Preview: Arc the Lad Collection (PlayStation)
  Arc the Lad Collection Finally North American gamers can experience this popular Japanese series, courtesy of the localization gurus at Working Designs. Arc the Lad Collection comes to stores on April 16.

Arc the Lad's detailed pixel artistry brings this scene to life

Our heroes battle a powerful foe in Arc the Lad

A section of Arc the Lad II's overworld map

A devastating earthquake scene unfolds in Arc the Lad II, full-motion video style

Summon monsters, like this icy dragon, in Arc the Lad III

Arc the Lad III's overworld

Arc Screenshots
Arc II Screenshots
Arc III Screenshots
Arena Screenshots
Platform: PlayStation
Publisher:Working Designs
Rated Teen (13+): Mild language; suggestive themes; violence

    In 1995, as the 16-Bit consoles faded into what would become a Sony PlayStation-driven RPG era of highly acclaimed, seminal games, developer G-Craft helped to fill the first-generation RPG void with Arc the Lad. The title spawned two sequels, and the series enjoyed a strong rapport with Japanese fans even as its more primitive, old-school trimmings (with super-deformed characters and all) ate the proverbial dust of a new, popular breed of 3-D RPG. It was because of Arc the Lad's 2-D design that Sony, still attempting to lend its first console an air of legitimacy in a Nintendo-Sega dominated industry, was against hosting the game to a North American audience. But now, thanks to Working Designs, we can experience this curious piece of RPG history all in one lavish package titled, Arc the Lad Collection.

   The original Arc the Lad received critical props for its vibrant, hand-drawn pixel art and simple charm, with the caveat that its unassuming design and short quest (at about 10 hours) might leave players hungry. Fortunately, its two sequels transcended these shortcomings with expanded scenarios (at 40-60 hours respectively) and richer gameplay. Unlike many RPG series, all three Arc's maintain a continuous, tightly woven storyline, and memory card data--including character stats and equipment--can be transferred over to each sequel, marking this feature's first utilization in a PlayStation game at the time of Arc II's original release.

   The story begins with a small-town boy, Arc, who journeys from Touvil to fulfill his community service requirement of saving the world from perdition. Of course, insidious machinations are already in play after the extinguishing of the Flame Coin, which seals an evil presence away on a mountain. The quest demands that Arc gather the usual farrago of character types, acquire mystical items, and find out more about his father's death 10 years prior to his exodus from Touvil.

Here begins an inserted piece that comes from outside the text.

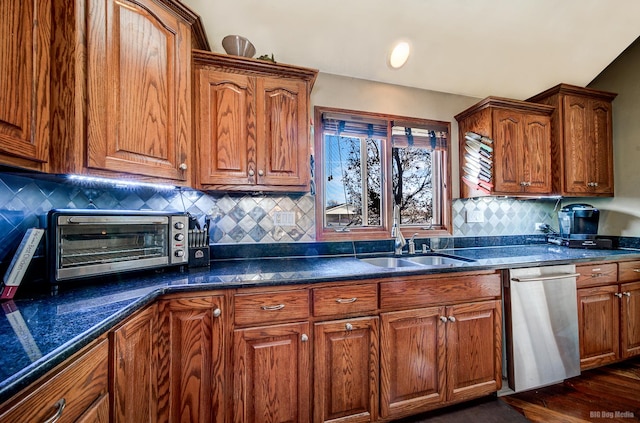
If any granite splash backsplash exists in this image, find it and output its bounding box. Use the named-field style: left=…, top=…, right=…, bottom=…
left=0, top=172, right=557, bottom=261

   Arc the Lad II commences where the original leaves off, though a new hero, Elc, serves as the story's focus (but rest assured, Arc is still present and playable). Elc belongs to a tribe skilled with fire elemental powers and must journey to overcome his own faded memory and discover his troubled past. As Elc, the player encounters heroes from the first game, thereby forming a powerful new force. The narrative gradually fragments to show the perspectives of separated characters before the party reassembles near the scenario's end. The third installment takes place years after Arc II and offers players the role of Alec and a cast of fellow bounty hunters, who, naturally, stumble into an epic plot bigger than they ever imagined. And again, characters from the previous games re-appear in playable form.

   The turn-based strategy battles featured in all three games play out on traversable, 2-D, chess-like grids, akin to Sega's Shining Force series. In practice, however, there are multiple elevations that characters can occupy. Arc's I and II are entirely hand-drawn, whereas the third entry aspires to polygonal environments while its characters remain 2-D. Battles typically unfold at an aggressive, brisk pace, without becoming bogged down by an exceedingly timid enemy AI or tedious menu navigation. Arc III also spices things up with Theo, a Cardist whose ability to turn monsters into cards makes for an interesting summons system; over 100 monsters can be accumulated.

   In the audio department, players can expect a pleasing experience with suitably epic music from composer Masahiro Andoh. A few tracks are performed by the London Royal Philharmonic Orchestra, thus imbuing the score with an occasional symphonic flourish. Each game also employs individual voices for characters during battle scenes.

   Arc the Lad Collection comes to North America as one monstrous anthology package. The set features all three games plus Arc the Lad Monster Arena, a bonus disc where players can battle captured beasts for prizes. A "making of" disc and hard-cover manual are also included. A top-notch translation replete with extensive in-game text and Working Designs' often quirky, sometimes too-hip-for-the-room humor, should be expected. Working Designs also promises a polished gameplay experience with a more balanced difficulty level than exhibited in the original editions.

   After much delay, Arc the Lad Collection hits shelves on April 16. The PlayStation console may not be as chic as in its prime, and the anthology's $74.99 price tag is enough to make anyone cringe, but Working Designs' commitment to quality localizations always warrants attention. It's also rare that North American gamers are given the royal treatment in terms of bonus packaging, and Arc the Lad Collection, by all accounts, will not disappoint.